An die Spitze gesetzt
Sieben Jahre zuvor war King an zentraler Stelle dabeigewesen, als die schwarze Bürgerrechtsbewegung in den USA ihren ersten großen Erfolg feiern konnte: Am 1. Dezember 1955 hatte sich die damals 42 Jahre alte Rosa Parks aus Montgomery im US-Bundesstaat Alabama geweigert, in einem Autobus ihren Sitzplatz für einen Weißen zu räumen und war daraufhin verhaftet worden. Innerhalb weniger Tage entfaltete sich eine bis dahin nie gesehene Solidaritätsbewegung, und King, damals noch ein junger Pfarrer an der Dexter Avenue Baptist Church in Montgomery, übernahm es, den gewaltlosen Widerstand gegen die Gesetze zu organisieren, auf deren Grundlage Rosa Parks verhaftet worden war: 381 Tage lang boykottierten die schwarzen Einwohner von Montgomery die Autobusgesellschaft ihrer Stadt, bis das Oberste Gericht der USA am 21. Dezember 1956 entschied, daß jede Form von Rassentrennung in Autobussen verfassungswidrig sei.
Der Einsatz für die Bürgerrechte der schwarzen US-Amerikaner hatte in der Familie Kings ebenso wie das Wirken in der Baptistenkirche eine lange Tradition. Schon sein Großvater war Prediger gewesen, und sein Vater hatte bereits vor der Geburt seines ältesten Sohnes den Vorsitz der Bürgerrechtsorganisation National Association for the Advancement of Colored People (NAACP) in Atlanta inne.

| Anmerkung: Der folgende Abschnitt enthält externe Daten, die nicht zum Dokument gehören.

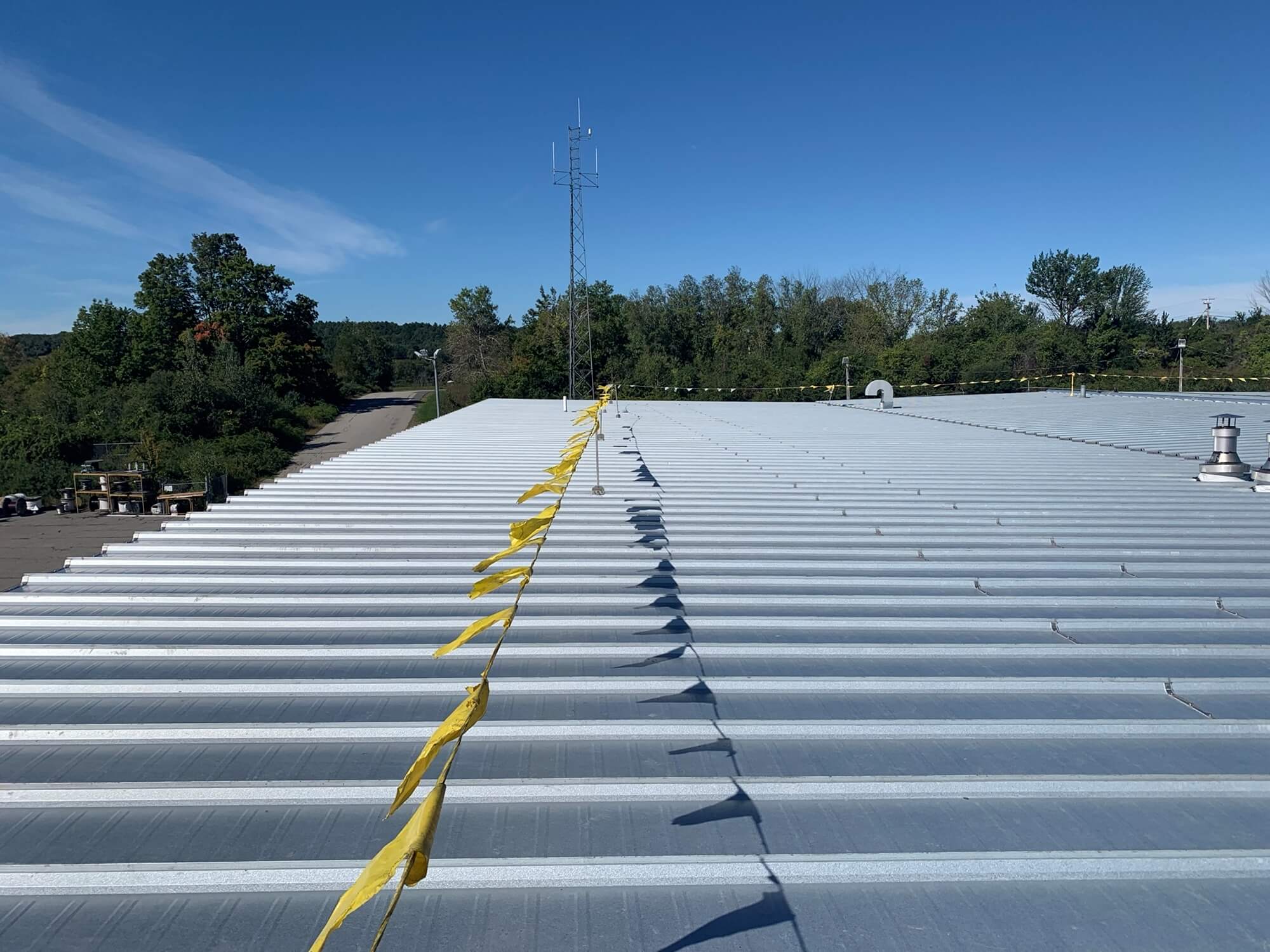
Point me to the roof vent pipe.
[865,380,895,410]
[1199,414,1252,482]
[1252,434,1270,493]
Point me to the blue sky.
[0,0,1270,333]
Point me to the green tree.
[331,320,392,390]
[446,284,511,381]
[1093,264,1151,327]
[1026,249,1101,327]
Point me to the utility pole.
[551,99,599,400]
[414,348,441,420]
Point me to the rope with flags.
[309,386,611,952]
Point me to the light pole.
[414,347,441,420]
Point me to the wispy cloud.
[0,63,401,272]
[0,156,141,237]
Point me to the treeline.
[444,250,1270,400]
[7,235,1270,503]
[0,234,343,496]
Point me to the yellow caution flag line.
[310,386,612,952]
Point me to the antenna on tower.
[551,99,599,399]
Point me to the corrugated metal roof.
[894,390,1270,466]
[0,395,1270,952]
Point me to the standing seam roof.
[0,393,1270,952]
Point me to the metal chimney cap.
[1199,413,1252,482]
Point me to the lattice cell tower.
[551,99,599,400]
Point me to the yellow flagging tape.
[309,385,613,952]
[432,605,516,658]
[309,783,446,952]
[467,565,533,598]
[516,480,565,503]
[472,536,545,572]
[389,678,489,816]
[507,503,560,543]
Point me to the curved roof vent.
[1199,414,1252,482]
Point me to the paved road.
[282,390,422,473]
[0,390,432,592]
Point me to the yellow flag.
[309,783,446,952]
[507,503,560,542]
[432,605,516,658]
[467,565,533,598]
[472,536,546,572]
[516,480,566,503]
[389,678,489,816]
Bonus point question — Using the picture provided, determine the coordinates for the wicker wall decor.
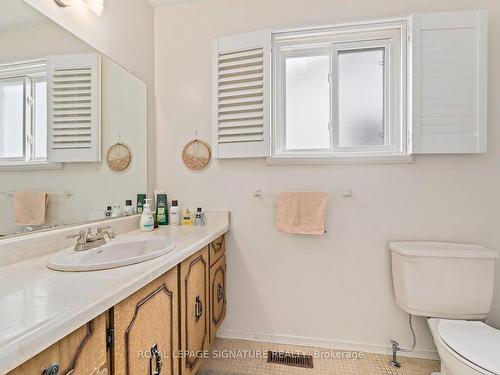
[182,139,212,171]
[106,139,132,172]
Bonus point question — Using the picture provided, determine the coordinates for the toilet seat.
[438,320,500,375]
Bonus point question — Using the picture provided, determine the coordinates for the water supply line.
[389,314,417,368]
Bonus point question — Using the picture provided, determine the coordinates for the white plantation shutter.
[409,10,487,153]
[213,31,271,158]
[47,54,101,162]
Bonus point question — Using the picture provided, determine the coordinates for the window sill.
[0,161,63,172]
[266,155,413,166]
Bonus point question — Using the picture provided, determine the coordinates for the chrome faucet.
[66,227,116,251]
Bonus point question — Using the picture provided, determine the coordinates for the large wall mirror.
[0,0,147,238]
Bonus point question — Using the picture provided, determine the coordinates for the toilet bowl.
[427,318,500,375]
[389,241,500,375]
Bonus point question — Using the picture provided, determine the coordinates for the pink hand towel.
[14,191,49,225]
[276,192,326,234]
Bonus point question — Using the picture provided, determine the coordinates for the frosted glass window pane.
[338,49,385,147]
[0,81,24,158]
[35,82,47,159]
[286,56,330,149]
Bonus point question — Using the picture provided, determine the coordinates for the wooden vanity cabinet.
[111,267,179,375]
[8,314,109,375]
[210,255,226,342]
[180,246,210,375]
[8,236,227,375]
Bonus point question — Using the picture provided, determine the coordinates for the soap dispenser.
[141,198,155,232]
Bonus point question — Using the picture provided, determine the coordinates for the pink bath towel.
[276,192,326,234]
[14,191,48,225]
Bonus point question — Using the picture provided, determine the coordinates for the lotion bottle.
[168,200,180,225]
[141,198,155,232]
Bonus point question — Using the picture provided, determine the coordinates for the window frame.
[269,19,411,164]
[0,60,49,170]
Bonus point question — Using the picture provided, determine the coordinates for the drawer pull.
[42,363,59,375]
[194,296,203,321]
[217,283,224,303]
[212,239,224,253]
[149,344,163,375]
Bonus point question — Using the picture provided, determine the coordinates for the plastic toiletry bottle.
[141,198,155,232]
[123,199,135,216]
[137,194,146,214]
[168,200,180,225]
[156,192,168,225]
[104,206,113,218]
[111,203,123,217]
[181,208,193,225]
[194,207,205,226]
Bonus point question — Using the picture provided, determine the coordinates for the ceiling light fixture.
[54,0,72,7]
[54,0,104,17]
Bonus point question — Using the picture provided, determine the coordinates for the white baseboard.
[217,329,439,359]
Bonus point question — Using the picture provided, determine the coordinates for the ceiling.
[149,0,200,8]
[0,0,46,30]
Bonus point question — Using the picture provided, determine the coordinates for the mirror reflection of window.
[0,78,24,160]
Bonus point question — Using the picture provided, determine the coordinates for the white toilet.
[389,242,500,375]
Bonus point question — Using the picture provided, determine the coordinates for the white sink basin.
[47,234,175,272]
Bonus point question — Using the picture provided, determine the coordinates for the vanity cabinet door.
[209,235,226,266]
[210,256,226,342]
[180,247,209,375]
[8,314,108,375]
[111,267,179,375]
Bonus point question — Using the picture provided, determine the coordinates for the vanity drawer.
[209,235,226,266]
[8,314,109,375]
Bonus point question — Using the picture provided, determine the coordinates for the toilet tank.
[389,241,498,319]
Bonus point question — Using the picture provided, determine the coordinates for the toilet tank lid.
[389,241,498,259]
[438,320,500,374]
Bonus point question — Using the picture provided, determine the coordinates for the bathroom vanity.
[0,214,229,375]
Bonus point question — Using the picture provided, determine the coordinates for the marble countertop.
[0,213,229,374]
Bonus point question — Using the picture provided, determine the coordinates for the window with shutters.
[0,60,47,166]
[273,22,406,158]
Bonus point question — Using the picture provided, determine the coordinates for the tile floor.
[197,338,439,375]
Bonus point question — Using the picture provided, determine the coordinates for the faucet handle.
[66,230,87,238]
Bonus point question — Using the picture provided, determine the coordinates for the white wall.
[155,0,500,355]
[0,19,147,235]
[24,0,155,191]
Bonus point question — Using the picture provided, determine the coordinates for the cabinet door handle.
[217,283,224,303]
[149,344,163,375]
[42,363,59,375]
[212,240,224,252]
[194,296,203,321]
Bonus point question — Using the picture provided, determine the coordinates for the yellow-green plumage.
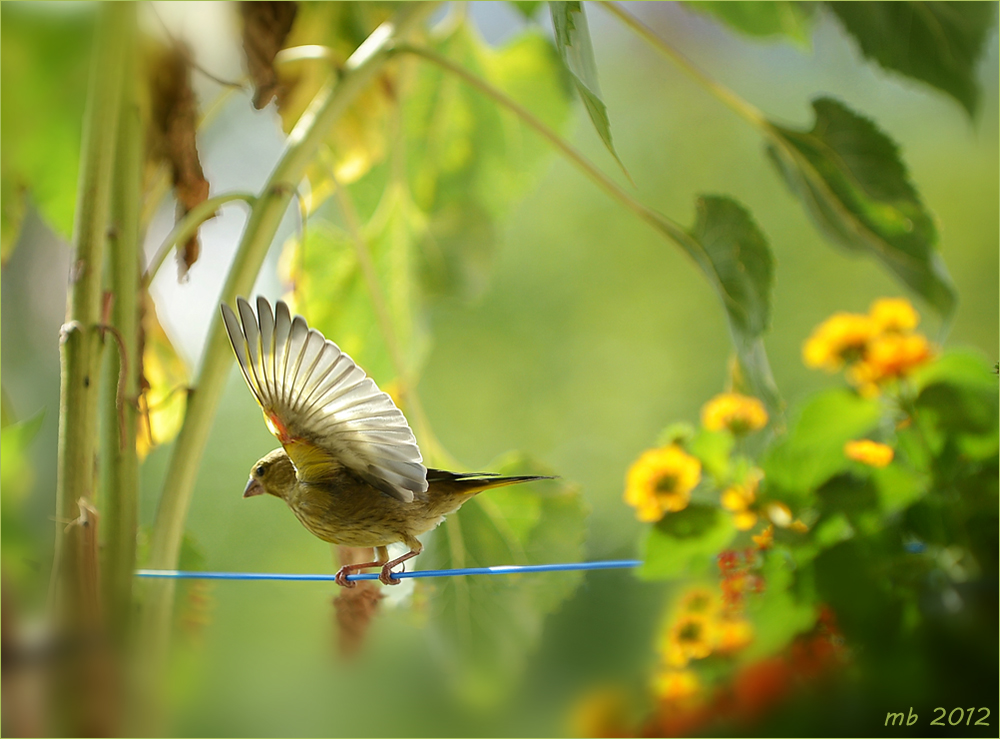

Martin Luther King wurde am 15. Januar 1929 in Atlanta im US-Bundesstaat Georgia geboren. Nach dem Abschluß der Schule besuchte er zunächst das Morehouse College in seiner Heimatstadt, der einzigen vergleichbaren Einrichtung im Süden der USA, die Schwarzen offenstand. 1948 ging er nach Chester im US-Bundesstaat Pennsylvania, um Theologie zu studieren. 1955 promovierte er an der Universität von Boston im US-Bundesstaat Massachusetts. King, der sich während seines Studiums nicht nur ausführlich mit den Werken von Plato, John Locke, Jean-Jacques Rousseau und Aristoteles befaßt, sondern auch die Werke von Karl Marx studierte, fühlte sich besonders dem Wirken des großen indischen Patrioten Mahatma Gandhi verbunden, dessen Synthese von konsequent gewaltlosem Widerstand und Sorge für den Nächsten ihm selbst zum Credo wurde.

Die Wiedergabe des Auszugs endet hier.